A central piece of the cabinet included the heritage of the Christian scholar Erasmus von Rotterdam for which Bonifacius had commissioned a trunk in 1539. The collection included paintings, sketches, medallions, rare coins, the letters of the Amerbach family, and a library of 9000 books. The library contained more than 2000 theological, 2000 juridical, 2000 philosophical and 1000 historical books. The cabinet included an extensive collection of paintings by Hans Holbein the Younger, which Basilius seemed to have acquired in the late 1570s. It is assumed that they were purchased from the very close environment of Hans Holbeins workshop, as the acquired works also included some by Hans Holbein the Elder, and Ambrosius Holbein. Works by Urs Graf, Hans Baldung Grien, and Niklaus Manuel Deutsch where also included in the cabinet. In 1630, the books were categorized in a new catalogue by the librarian of the University of Basel.

In 1661, the heirs of Basilius received an offer to sell the collection to Amsterdam for 9500 Reichsthaler. This led influential citizens of Basel, the professors of the University of Basel, Johann Caspar Bauhin, and Johann Rudolf Wettstein to encourage a purchase for the city. With the support of the mayor Johann Rudolf Wettstein and Remigius Faesch, the founder of the Faesch Museum the cabinet was acquired by the city of Basel and the University Basel, in November 1661. The price of the purchase was 9000 Reichsthaler, of which two thirds were to be paid by Basel and one third by the university.
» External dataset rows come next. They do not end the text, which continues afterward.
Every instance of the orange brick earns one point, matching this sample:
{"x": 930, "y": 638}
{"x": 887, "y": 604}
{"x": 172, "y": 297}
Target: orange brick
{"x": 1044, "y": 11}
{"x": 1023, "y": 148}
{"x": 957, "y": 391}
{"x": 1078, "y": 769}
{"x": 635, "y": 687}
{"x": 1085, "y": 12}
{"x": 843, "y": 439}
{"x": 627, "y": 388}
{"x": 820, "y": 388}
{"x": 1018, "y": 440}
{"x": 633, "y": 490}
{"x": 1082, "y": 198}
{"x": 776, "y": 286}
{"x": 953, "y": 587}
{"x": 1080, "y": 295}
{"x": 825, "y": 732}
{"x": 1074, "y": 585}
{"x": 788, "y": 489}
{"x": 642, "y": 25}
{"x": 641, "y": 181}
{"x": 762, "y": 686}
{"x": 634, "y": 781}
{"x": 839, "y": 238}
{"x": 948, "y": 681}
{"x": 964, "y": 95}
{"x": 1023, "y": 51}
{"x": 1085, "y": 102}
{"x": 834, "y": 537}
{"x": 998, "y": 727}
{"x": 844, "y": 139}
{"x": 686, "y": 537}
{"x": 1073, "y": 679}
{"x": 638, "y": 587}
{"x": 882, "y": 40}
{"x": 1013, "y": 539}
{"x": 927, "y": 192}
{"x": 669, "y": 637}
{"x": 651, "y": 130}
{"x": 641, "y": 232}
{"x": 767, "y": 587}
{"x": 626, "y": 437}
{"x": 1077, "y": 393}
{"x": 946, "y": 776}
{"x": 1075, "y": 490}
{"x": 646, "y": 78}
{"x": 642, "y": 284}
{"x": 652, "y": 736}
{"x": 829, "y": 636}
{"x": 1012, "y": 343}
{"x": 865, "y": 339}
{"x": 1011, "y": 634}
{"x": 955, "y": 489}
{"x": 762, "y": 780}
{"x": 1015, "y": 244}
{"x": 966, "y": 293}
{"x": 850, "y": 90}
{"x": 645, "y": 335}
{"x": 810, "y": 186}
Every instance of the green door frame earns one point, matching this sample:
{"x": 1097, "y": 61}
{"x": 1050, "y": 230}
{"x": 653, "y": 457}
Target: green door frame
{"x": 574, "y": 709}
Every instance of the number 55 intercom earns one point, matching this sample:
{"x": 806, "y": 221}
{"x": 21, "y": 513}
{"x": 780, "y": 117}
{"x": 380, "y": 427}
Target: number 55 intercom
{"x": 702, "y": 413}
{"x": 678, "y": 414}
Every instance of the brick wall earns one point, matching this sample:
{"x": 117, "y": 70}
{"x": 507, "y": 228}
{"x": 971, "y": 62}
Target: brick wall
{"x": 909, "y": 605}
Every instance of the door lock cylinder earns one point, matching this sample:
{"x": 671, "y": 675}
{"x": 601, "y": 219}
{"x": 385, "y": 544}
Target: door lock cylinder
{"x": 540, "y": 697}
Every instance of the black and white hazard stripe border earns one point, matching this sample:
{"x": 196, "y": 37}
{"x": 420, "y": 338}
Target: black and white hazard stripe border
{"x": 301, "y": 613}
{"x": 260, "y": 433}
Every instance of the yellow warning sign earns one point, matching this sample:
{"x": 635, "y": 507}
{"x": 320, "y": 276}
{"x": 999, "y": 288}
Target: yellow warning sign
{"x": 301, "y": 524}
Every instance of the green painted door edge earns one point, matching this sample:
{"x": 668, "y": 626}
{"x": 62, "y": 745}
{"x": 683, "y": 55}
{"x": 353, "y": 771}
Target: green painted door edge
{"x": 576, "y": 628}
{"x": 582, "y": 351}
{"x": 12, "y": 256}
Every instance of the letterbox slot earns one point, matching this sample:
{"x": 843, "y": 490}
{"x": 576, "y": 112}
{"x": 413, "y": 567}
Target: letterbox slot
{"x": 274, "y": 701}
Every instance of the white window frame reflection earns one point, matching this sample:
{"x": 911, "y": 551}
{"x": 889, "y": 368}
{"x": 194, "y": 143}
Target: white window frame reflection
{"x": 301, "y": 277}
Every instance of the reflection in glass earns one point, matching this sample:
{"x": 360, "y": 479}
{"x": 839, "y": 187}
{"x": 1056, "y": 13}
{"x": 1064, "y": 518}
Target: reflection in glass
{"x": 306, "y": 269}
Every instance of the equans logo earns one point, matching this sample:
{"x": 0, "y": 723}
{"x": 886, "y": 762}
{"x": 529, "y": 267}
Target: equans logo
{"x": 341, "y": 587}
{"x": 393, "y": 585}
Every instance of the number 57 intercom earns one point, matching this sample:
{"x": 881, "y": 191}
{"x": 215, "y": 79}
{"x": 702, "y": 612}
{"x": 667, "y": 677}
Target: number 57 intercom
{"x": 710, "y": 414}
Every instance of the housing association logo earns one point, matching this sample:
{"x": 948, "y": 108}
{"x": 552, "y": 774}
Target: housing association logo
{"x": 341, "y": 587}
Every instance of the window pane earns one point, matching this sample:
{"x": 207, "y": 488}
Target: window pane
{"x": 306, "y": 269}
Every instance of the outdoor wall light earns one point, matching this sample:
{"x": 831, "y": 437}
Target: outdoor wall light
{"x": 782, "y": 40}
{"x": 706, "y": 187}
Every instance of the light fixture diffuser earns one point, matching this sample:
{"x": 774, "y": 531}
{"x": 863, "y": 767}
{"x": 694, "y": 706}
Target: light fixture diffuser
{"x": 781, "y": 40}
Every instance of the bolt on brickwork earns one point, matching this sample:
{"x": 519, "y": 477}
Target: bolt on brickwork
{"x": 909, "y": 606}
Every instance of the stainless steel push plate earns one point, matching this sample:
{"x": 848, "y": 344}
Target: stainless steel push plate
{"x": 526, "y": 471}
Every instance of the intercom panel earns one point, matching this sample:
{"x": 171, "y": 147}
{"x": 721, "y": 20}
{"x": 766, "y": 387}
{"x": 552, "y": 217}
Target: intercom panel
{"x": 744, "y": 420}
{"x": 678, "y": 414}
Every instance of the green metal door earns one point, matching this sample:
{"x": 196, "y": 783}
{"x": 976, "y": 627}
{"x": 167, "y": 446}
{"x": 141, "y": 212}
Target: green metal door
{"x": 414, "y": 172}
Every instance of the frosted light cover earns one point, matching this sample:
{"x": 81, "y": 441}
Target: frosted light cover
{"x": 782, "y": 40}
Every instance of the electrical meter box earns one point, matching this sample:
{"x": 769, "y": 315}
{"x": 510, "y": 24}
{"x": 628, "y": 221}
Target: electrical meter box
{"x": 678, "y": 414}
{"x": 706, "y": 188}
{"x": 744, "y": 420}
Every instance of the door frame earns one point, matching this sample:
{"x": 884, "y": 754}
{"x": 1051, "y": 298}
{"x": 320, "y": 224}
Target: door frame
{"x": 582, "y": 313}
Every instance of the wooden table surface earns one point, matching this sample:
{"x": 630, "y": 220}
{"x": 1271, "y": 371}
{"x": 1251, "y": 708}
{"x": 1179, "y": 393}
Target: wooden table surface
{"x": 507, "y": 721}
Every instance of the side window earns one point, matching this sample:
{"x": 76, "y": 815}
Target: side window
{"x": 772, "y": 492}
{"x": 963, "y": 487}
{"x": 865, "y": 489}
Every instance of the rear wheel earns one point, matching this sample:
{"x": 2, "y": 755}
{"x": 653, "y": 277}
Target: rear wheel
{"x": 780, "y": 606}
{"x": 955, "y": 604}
Following, it was decided that the university was to take care of the cabinet and they stored it in the university building close by the river Rhine. In 1671 the cabinet moved into the House zur Mücke, where the collection initially was open to the public every Thursday afternoon, later on two days a week. According to several reports, it was one of the first public exhibitions in the world. In 1769 the paintings were exhibited in an own hall. In 1833, during the discussions of the partition of the Canton Basel into Basel Country and Basel-City it was decided that Basel City would keep the collection as a whole. Today the collection is divided and accessible at the University, the Kunstmuseum, and the Historical Museum of Basel.